A little over a week ago we informed you of the “resurrection” of Canon AEDE, where we also added that some aggregators they were negotiating with the Spanish Center for Reprographic Rights or CEDRO. At the time we asked aggregators like Menéame, who told us that the proposed rate of 0.05044584 was totally unaffordable and that, with them at least, no one had contacted.
With whom was CEDRO negotiating, then? Well, apparently, it’s about UPDAY, a Samsung news aggregator exclusive for your mobile devices. Apparently, the German publishing conglomerate (owner of media such as Business Insider or Hobby Consolas magazine) is willing to pay it. But what exactly is Upday and how does it work?
UPDAY, content curation for Samsung users
The arrival of UPDAY was announced by Axel Springer and Samsung two years ago, planned as a project based on the development of a new digital medium for Korean company device users. This was not something new. We had already seen it with the Apple News case.
Before that, and as the publishing company explained, between the Koreans and them there had already been collaborations in the past in a timely manner. In them both companies exchanged their impressions, which finally resulted in the birth of this news aggregator.
What UPDAY intends is to offer its users exclusively is a access to selected content. This content would combine general information (contained in a category called “Need to Know”), selected by a local team, with information selected based on the user’s interests by an algorithm (grouped in a category called “Want to Know”).
These contents they will not feed only on Axel Springer, but will cover more than 200 media. It is more than likely that news from AEDE media will also be indexed, which would make sense if they want to offer many sources of information to the service that they will provide to users of Samsung terminals.
In February 2016, the arrival of UPDAY was announced exclusively for Samsung Galaxy S7 and S7 edge, where it was also announced that its official presentation would take place during the Mobile World Congress in 2016. It was not only a response to Apple’s project, but also to Google Play Newsstand, which was not affected by the closure of Google News .
From Axel Springer and Samsung they intend that this service is a standard of exclusivity and instantaneity, so that what Samsung contributes at a technological level, such as what Axel Springer contributes at an editorial level, can make UPDAY a reference application when it comes to users (those of Korean mobiles, at least) are informed .
Axel Springer and Samsung’s news service has already been running in six countries for a year. Now they are going to extend it to 14 more, including Spain. The German company has already made the decision to pay, which is currently leaving the rest of the aggregators in the air. For now, no one knows if this decision, taken unilaterally by the German publisher, is endangering the future of other similar media.
Why will UPDAY checkout?
Today in El Confidencial they revealed to us that Axel Springer is willing to pay the “Google fee”. With what objective? It can’t just be competing with established names like Menéame. What we do know is that the law has been dormant for two years, and now it is suddenly trying to come back in full force threatening to shut out some current aggregators (who, by the way, do not publish information from AEDE media).

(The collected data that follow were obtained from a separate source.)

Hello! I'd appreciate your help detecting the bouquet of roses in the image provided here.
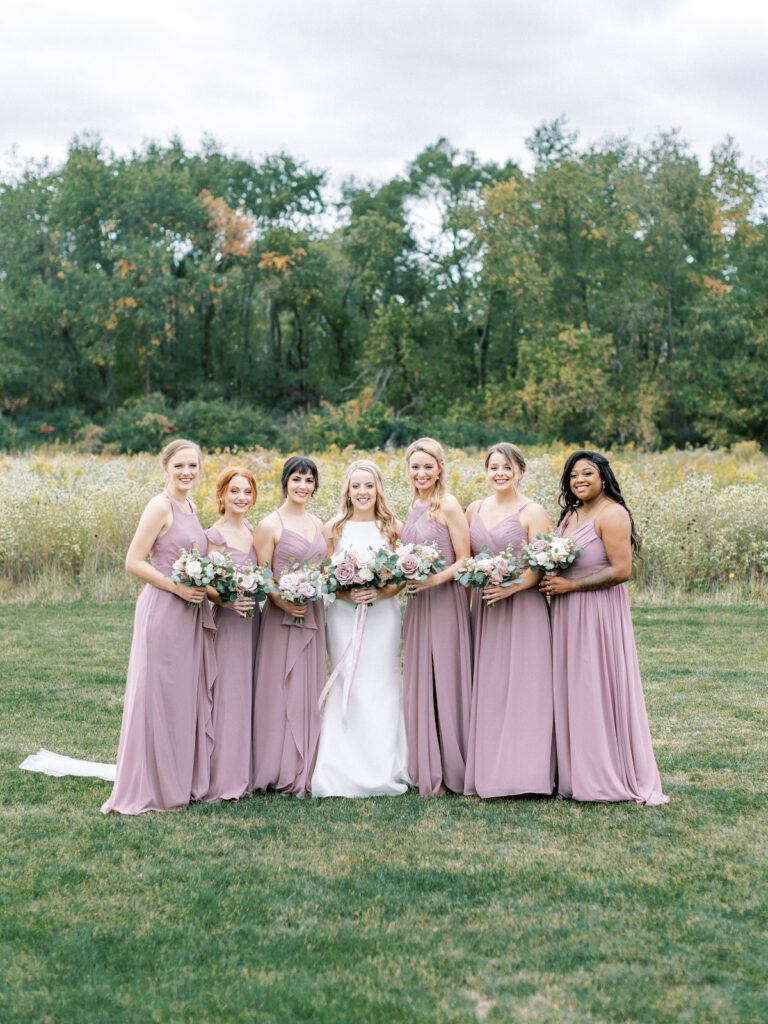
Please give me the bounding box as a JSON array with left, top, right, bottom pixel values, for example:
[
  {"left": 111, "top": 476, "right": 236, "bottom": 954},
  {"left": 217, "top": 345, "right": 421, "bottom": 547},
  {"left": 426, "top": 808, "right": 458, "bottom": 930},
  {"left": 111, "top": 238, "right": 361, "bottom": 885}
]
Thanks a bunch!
[
  {"left": 277, "top": 559, "right": 331, "bottom": 624},
  {"left": 215, "top": 560, "right": 274, "bottom": 617},
  {"left": 522, "top": 533, "right": 582, "bottom": 573},
  {"left": 454, "top": 544, "right": 523, "bottom": 591},
  {"left": 325, "top": 545, "right": 400, "bottom": 599},
  {"left": 391, "top": 542, "right": 446, "bottom": 593},
  {"left": 171, "top": 544, "right": 220, "bottom": 593}
]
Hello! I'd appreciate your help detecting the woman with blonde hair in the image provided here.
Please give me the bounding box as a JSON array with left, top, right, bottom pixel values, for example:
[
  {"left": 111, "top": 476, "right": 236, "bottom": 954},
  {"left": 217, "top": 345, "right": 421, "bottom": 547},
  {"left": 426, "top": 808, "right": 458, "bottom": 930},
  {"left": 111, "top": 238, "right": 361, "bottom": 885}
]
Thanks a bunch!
[
  {"left": 400, "top": 438, "right": 472, "bottom": 795},
  {"left": 102, "top": 438, "right": 216, "bottom": 815},
  {"left": 464, "top": 443, "right": 555, "bottom": 798},
  {"left": 204, "top": 465, "right": 259, "bottom": 801},
  {"left": 312, "top": 460, "right": 410, "bottom": 797}
]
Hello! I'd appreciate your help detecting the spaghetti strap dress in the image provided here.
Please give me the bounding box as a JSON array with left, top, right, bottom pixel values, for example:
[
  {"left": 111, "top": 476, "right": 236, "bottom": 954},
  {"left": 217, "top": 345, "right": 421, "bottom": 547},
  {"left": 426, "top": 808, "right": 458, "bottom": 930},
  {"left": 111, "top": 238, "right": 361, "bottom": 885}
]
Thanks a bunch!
[
  {"left": 550, "top": 519, "right": 668, "bottom": 805},
  {"left": 401, "top": 503, "right": 472, "bottom": 795},
  {"left": 204, "top": 523, "right": 260, "bottom": 801},
  {"left": 101, "top": 497, "right": 216, "bottom": 814},
  {"left": 464, "top": 503, "right": 555, "bottom": 797},
  {"left": 250, "top": 521, "right": 327, "bottom": 796}
]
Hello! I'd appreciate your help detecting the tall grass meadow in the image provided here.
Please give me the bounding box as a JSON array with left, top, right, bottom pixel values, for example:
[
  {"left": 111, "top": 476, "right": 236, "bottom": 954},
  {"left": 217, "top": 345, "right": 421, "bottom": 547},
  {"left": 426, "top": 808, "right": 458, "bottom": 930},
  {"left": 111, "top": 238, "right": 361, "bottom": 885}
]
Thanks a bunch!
[{"left": 1, "top": 442, "right": 766, "bottom": 601}]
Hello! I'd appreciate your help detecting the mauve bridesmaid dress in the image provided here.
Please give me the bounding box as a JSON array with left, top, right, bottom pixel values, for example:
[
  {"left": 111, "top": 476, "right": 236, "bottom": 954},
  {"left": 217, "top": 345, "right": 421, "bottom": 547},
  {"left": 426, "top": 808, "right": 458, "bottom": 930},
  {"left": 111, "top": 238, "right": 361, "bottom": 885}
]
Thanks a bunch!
[
  {"left": 550, "top": 519, "right": 668, "bottom": 805},
  {"left": 101, "top": 497, "right": 216, "bottom": 815},
  {"left": 464, "top": 503, "right": 555, "bottom": 797},
  {"left": 250, "top": 523, "right": 326, "bottom": 796},
  {"left": 204, "top": 523, "right": 260, "bottom": 802},
  {"left": 401, "top": 504, "right": 472, "bottom": 795}
]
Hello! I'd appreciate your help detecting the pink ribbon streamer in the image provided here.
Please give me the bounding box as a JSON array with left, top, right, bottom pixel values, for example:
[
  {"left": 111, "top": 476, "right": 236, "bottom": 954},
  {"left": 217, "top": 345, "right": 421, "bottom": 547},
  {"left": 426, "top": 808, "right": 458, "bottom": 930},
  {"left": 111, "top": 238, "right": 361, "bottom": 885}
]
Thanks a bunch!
[{"left": 317, "top": 602, "right": 369, "bottom": 716}]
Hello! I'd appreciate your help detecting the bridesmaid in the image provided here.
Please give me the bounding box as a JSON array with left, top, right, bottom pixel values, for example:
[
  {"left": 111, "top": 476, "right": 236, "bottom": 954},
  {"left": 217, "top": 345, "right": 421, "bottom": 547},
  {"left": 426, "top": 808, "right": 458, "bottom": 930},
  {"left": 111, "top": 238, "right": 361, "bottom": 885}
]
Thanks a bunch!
[
  {"left": 401, "top": 437, "right": 472, "bottom": 795},
  {"left": 251, "top": 456, "right": 326, "bottom": 796},
  {"left": 101, "top": 438, "right": 216, "bottom": 815},
  {"left": 204, "top": 466, "right": 259, "bottom": 802},
  {"left": 464, "top": 443, "right": 555, "bottom": 798},
  {"left": 541, "top": 450, "right": 668, "bottom": 805}
]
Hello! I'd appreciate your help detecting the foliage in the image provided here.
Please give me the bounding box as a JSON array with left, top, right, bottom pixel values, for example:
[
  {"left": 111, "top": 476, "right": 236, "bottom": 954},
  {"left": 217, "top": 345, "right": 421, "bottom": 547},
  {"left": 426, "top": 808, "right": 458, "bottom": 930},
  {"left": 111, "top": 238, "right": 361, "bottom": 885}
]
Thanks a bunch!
[
  {"left": 1, "top": 446, "right": 767, "bottom": 602},
  {"left": 2, "top": 126, "right": 768, "bottom": 450},
  {"left": 2, "top": 603, "right": 767, "bottom": 1022}
]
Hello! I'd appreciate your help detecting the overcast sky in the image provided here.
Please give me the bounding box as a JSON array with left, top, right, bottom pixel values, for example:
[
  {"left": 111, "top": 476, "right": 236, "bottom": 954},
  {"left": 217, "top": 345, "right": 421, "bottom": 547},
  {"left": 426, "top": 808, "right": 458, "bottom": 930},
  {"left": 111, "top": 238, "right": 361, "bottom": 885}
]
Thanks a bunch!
[{"left": 1, "top": 0, "right": 766, "bottom": 185}]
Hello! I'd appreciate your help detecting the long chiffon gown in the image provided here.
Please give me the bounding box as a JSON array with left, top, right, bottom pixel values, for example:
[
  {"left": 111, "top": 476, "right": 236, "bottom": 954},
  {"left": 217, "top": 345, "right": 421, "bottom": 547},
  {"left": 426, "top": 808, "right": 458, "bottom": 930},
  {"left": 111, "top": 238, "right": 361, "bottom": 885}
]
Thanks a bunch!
[
  {"left": 312, "top": 521, "right": 410, "bottom": 797},
  {"left": 464, "top": 503, "right": 555, "bottom": 797},
  {"left": 101, "top": 497, "right": 216, "bottom": 815},
  {"left": 401, "top": 503, "right": 472, "bottom": 795},
  {"left": 550, "top": 519, "right": 668, "bottom": 805},
  {"left": 204, "top": 524, "right": 260, "bottom": 802},
  {"left": 250, "top": 521, "right": 326, "bottom": 796}
]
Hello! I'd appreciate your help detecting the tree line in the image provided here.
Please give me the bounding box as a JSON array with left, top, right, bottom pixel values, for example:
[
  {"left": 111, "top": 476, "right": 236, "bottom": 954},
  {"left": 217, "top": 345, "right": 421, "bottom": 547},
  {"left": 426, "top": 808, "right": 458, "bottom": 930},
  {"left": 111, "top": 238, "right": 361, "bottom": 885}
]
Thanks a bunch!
[{"left": 1, "top": 119, "right": 766, "bottom": 451}]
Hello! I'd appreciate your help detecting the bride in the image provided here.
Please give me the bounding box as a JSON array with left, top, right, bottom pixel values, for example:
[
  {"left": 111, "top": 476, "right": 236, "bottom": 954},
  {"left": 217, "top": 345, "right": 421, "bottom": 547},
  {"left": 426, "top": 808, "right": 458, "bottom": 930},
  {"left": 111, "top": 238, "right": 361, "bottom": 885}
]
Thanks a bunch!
[{"left": 311, "top": 460, "right": 411, "bottom": 798}]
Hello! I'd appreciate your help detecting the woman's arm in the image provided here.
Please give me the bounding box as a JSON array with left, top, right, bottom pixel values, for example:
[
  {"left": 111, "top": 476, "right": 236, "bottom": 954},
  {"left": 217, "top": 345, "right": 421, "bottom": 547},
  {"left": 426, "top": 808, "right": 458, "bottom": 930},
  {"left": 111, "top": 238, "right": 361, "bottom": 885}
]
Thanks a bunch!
[{"left": 255, "top": 514, "right": 307, "bottom": 618}]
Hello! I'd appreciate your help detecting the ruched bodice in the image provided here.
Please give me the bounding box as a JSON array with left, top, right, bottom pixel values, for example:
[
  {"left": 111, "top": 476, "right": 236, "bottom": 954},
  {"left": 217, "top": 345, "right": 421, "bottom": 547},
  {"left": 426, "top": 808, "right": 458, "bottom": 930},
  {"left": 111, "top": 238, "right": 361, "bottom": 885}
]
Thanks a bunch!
[
  {"left": 205, "top": 524, "right": 256, "bottom": 567},
  {"left": 400, "top": 504, "right": 455, "bottom": 562},
  {"left": 470, "top": 503, "right": 529, "bottom": 558},
  {"left": 556, "top": 519, "right": 608, "bottom": 577},
  {"left": 272, "top": 524, "right": 326, "bottom": 576},
  {"left": 151, "top": 497, "right": 208, "bottom": 575}
]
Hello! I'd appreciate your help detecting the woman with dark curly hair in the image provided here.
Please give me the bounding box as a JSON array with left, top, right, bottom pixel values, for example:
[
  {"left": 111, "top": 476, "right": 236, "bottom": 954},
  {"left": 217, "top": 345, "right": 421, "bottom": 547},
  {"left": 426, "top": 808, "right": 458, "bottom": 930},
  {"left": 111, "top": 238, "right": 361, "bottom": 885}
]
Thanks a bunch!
[{"left": 540, "top": 450, "right": 668, "bottom": 805}]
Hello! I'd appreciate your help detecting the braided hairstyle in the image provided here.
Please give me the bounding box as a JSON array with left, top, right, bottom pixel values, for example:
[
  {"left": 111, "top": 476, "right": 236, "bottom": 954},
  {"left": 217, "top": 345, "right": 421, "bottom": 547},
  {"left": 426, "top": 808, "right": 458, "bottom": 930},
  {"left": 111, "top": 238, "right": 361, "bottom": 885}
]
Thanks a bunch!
[{"left": 557, "top": 450, "right": 640, "bottom": 555}]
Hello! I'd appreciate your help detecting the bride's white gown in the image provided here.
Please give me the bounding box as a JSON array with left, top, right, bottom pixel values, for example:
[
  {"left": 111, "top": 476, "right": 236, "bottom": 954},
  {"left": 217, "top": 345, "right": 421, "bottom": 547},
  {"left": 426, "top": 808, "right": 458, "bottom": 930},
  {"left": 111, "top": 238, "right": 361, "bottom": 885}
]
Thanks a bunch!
[{"left": 312, "top": 521, "right": 410, "bottom": 797}]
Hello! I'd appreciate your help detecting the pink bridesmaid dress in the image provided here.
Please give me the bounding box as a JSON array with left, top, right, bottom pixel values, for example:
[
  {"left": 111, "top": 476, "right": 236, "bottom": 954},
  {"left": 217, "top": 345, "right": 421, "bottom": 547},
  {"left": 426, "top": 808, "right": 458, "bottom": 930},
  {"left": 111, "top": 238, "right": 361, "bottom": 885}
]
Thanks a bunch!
[
  {"left": 401, "top": 504, "right": 472, "bottom": 795},
  {"left": 204, "top": 524, "right": 260, "bottom": 802},
  {"left": 250, "top": 520, "right": 326, "bottom": 796},
  {"left": 464, "top": 503, "right": 555, "bottom": 797},
  {"left": 550, "top": 520, "right": 669, "bottom": 805},
  {"left": 101, "top": 497, "right": 216, "bottom": 815}
]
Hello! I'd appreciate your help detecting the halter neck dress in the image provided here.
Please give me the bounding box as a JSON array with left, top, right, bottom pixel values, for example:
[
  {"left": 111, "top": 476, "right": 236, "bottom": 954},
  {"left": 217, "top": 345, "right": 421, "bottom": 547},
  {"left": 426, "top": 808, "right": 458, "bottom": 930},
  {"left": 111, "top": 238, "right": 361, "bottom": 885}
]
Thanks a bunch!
[
  {"left": 204, "top": 522, "right": 260, "bottom": 802},
  {"left": 401, "top": 503, "right": 472, "bottom": 795},
  {"left": 464, "top": 502, "right": 555, "bottom": 797},
  {"left": 550, "top": 517, "right": 668, "bottom": 805},
  {"left": 251, "top": 517, "right": 327, "bottom": 796},
  {"left": 101, "top": 496, "right": 216, "bottom": 815}
]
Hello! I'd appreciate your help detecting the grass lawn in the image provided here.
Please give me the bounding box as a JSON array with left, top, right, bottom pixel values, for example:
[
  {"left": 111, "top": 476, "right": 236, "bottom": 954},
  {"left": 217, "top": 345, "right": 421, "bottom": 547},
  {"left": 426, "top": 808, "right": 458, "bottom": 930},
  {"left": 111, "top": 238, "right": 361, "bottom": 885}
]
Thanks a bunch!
[{"left": 1, "top": 603, "right": 766, "bottom": 1024}]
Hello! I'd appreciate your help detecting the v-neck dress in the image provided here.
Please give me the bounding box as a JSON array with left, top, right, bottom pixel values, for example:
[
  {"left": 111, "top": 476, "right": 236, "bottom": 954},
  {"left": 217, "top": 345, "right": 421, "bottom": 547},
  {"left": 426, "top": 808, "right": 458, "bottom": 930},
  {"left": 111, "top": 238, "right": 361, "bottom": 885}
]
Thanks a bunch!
[
  {"left": 550, "top": 519, "right": 668, "bottom": 805},
  {"left": 401, "top": 503, "right": 472, "bottom": 795},
  {"left": 464, "top": 504, "right": 555, "bottom": 797},
  {"left": 250, "top": 522, "right": 327, "bottom": 796}
]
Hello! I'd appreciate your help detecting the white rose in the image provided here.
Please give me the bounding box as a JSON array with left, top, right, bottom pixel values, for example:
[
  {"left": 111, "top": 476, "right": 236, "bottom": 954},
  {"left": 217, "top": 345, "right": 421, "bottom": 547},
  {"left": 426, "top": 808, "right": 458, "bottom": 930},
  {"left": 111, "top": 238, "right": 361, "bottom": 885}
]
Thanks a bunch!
[
  {"left": 186, "top": 559, "right": 202, "bottom": 578},
  {"left": 475, "top": 557, "right": 495, "bottom": 573}
]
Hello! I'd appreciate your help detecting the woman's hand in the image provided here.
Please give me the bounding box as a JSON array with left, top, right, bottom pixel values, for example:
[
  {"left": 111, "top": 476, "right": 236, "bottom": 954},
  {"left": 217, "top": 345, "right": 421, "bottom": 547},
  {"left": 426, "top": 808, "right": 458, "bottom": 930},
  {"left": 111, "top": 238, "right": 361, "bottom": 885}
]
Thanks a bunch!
[
  {"left": 273, "top": 596, "right": 307, "bottom": 618},
  {"left": 352, "top": 586, "right": 379, "bottom": 605},
  {"left": 406, "top": 576, "right": 438, "bottom": 596},
  {"left": 539, "top": 574, "right": 573, "bottom": 597},
  {"left": 482, "top": 583, "right": 517, "bottom": 606},
  {"left": 174, "top": 582, "right": 206, "bottom": 605},
  {"left": 230, "top": 594, "right": 256, "bottom": 617}
]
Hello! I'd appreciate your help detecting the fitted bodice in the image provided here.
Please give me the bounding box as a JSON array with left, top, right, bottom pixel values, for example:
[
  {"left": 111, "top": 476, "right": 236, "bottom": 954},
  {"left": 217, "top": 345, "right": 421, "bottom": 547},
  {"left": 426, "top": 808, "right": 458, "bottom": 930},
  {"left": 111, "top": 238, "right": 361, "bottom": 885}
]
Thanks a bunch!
[
  {"left": 556, "top": 519, "right": 609, "bottom": 578},
  {"left": 335, "top": 519, "right": 389, "bottom": 552},
  {"left": 205, "top": 524, "right": 256, "bottom": 568},
  {"left": 272, "top": 521, "right": 326, "bottom": 576},
  {"left": 401, "top": 504, "right": 455, "bottom": 562},
  {"left": 470, "top": 502, "right": 530, "bottom": 557},
  {"left": 150, "top": 497, "right": 208, "bottom": 575}
]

However, Axel Springer does not want to pay the five cents that have been established as a tax for adding news, with which they are currently negotiating with CEDRO so that the amount is reduced. This raises another question: what is special about UPDAY and Axel Springer that publishers want to negotiate, compared to other companies with which, apparently, they do not consider it? Is it part of what the government hides about the AEDE canon?
The answer is much simpler and much less conspiracy. The Intellectual Property Law establishes that “the amount of the fees will be established in reasonable conditions“and taking into account criteria such as” the economic income obtained by the user from the commercial exploitation of the repertoire “.
If the publishing bodies happen to ask for the full amount of the fee, it is possible that the payment I spent years in litigation before they can think of starting to receive the compensation they request. And if they go through the courts, the courts are even more likely to agree with the aggregator, rather than with the groups of editors.
What is the easiest for all parties? Negotiate a rate that is affordable. In the case of Menéame, its CEO Daniel Seijo already said at the time that the rate was “totally unaffordable” for them, since the company’s annual turnover was multiplied by 20. The idea is not so much that the established limits are respected, as that those involved go through the box.
What is clear is that Axel Springer has left in a bad place your competitors opting to pay the “Google fee”. Until now the tax has remained dormant and no one has had to pay it (thanks in part to vetoing the content that comes from AEDE media), but with a company showing itself willing to pay, publishers already have a basis on which to start put pressure on the rest of the aggregators.